[Don't merge] Deploying DeepSeek-R1 on H20-96G with SGLang: Best Practices #4

TianyuZhang1214 · 2025-10-20T12:06:58Z

Deploying DeepSeek-R1 on H20-96G with SGLang: Best Practices

Introduction

We published an article on LMSYS titled "Together with SGLang: Best Practices for Serving DeepSeek-R1 on H20-96G", sharing our best practices for deploying the DeepSeek-R1 model on H20-96G hardware.
To facilitate reproduction of our experimental results and provide access to our code, we have released this pull request in the DeepSeek-R1 repository.

Reproduction Steps

Pulling the Docker Image

To obtain the Docker image, use the following command:

docker pull ghcr.io/antgroup/sglang:h20-blog-release

The image is hosted at: https://github.com/orgs/antgroup/packages/container/package/sglang

Checking Environment Variables

All environment variables are stored in the /root/env.sh file, configured for our H20 environment. Before launching SGLang, verify that these variables are suitable for your environment.

Launching SGLang

We recommend running four containers: two for Prefill nodes and two for Decode nodes.
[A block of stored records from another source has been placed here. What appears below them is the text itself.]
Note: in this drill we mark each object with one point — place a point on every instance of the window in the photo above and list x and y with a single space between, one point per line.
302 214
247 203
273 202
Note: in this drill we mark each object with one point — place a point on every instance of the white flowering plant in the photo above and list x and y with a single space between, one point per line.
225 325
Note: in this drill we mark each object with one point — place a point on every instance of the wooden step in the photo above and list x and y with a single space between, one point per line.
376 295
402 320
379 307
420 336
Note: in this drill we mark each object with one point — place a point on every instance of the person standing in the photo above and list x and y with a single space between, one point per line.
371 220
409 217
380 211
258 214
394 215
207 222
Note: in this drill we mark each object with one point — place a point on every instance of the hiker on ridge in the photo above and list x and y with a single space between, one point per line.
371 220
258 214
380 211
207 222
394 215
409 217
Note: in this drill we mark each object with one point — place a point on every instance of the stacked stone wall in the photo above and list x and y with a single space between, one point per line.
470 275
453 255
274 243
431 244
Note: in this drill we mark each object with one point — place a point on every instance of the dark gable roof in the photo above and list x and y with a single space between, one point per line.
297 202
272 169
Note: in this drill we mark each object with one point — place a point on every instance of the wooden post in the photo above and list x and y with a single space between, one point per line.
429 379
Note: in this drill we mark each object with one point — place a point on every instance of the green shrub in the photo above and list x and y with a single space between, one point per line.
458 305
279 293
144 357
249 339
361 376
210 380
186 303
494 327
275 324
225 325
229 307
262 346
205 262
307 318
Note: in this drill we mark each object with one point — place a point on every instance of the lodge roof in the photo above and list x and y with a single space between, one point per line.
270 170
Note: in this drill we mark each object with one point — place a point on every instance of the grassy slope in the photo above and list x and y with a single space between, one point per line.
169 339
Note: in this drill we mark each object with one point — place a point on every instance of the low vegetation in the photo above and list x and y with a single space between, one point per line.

1. Launching Prefill Nodes (Identical Configuration for Both Nodes)

Note:

Both Prefill nodes use the same launch parameters.
Adjust the port number if there is a conflict.

PYTHONUNBUFFERED=1 \
SGL_CHUNKED_PREFIX_CACHE_THRESHOLD=0 \
nohup python3 -m sglang.launch_server \
--trust-remote-code \
--model-path /path/to/DeepSeek-R1 \
--disaggregation-mode prefill \
--disaggregation-transfer-backend mooncake \
--disaggregation-ib-device mlx5_bond_0,mlx5_bond_1,mlx5_bond_2,mlx5_bond_3 \
--host 0.0.0.0 \
--port 61001 \
--tp-size 8 \
--page-size 64 \
--attention-backend fa3 \
--mem-fraction-static 0.9 \
--chunked-prefill-size 16384 \
--max-running-requests 512 \
--context-length 65535 \
--enable-cache-report \
--log-level info \
--load-balance-method round_robin \
--quantization fp8 \
--kv-cache-dtype fp8_e4m3 \
> /home/admin/logs/stdout.log 2>&1 &

2. Launching Decode Nodes

Note:

Set {node_rank} to 0 or 1 for the respective node.
Replace {decode_master_ip} with the IP address of Node 0.
Adjust the port number if there is a conflict.

Node-0

PYTHONUNBUFFERED=1 \
SGL_ENABLE_JIT_DEEPGEMM=1 \
SGLANG_DEEPEP_NUM_MAX_DISPATCH_TOKENS_PER_RANK=64 \
ENABLE_SWAPAB=1 \
nohup python3 -m sglang.launch_server \
--model-path /path/to/DeepSeek-R1 \
--disaggregation-mode decode \
--disaggregation-transfer-backend mooncake \
--disaggregation-ib-device mlx5_bond_0,mlx5_bond_1,mlx5_bond_2,mlx5_bond_3 \
--disaggregation-bootstrap-port 9000 \
--attention-backend flashmla \
--host 0.0.0.0 \
--port 61001 \
--trust-remote-code \
--dist-init-addr {decode_master_ip}:62001 \
--nnodes 2 \
--node-rank {node_rank} \
--tp-size 16 \
--dp-size 16 \
--enable-dp-attention \
--mem-fraction-static 0.88 \
--max-running-requests 512 \
--context-length 65535 \
--log-level info \
--decode-log-interval 50 \
--page-size 64 \
--schedule-conservativeness 0.3 \
--enable-cache-report \
--moe-dense-tp-size 1 \
--enable-deepep-moe \
--enable-dp-lm-head \
--cuda-graph-max-bs 32 \
--speculative-algorithm NEXTN \
--speculative-num-steps 1 \
--speculative-eagle-topk 1 \
--speculative-num-draft-tokens 2 \
--init-expert-location /root/expert_workload.json \
--prefill-round-robin-balance \
--quantization fp8 \
--kv-cache-dtype fp8_e4m3 \
--deepep-mode low_latency_overlap \
--enable-single-batch-overlap \
> /home/admin/logs/stdout.log 2>&1 &

3. Launching SGLang Router

Note:

Replace {decode_master_ip}, {prefill_node_0_ip}, and {prefill_node_1_ip} with the respective IP addresses.
Adjust the port number if there is a conflict.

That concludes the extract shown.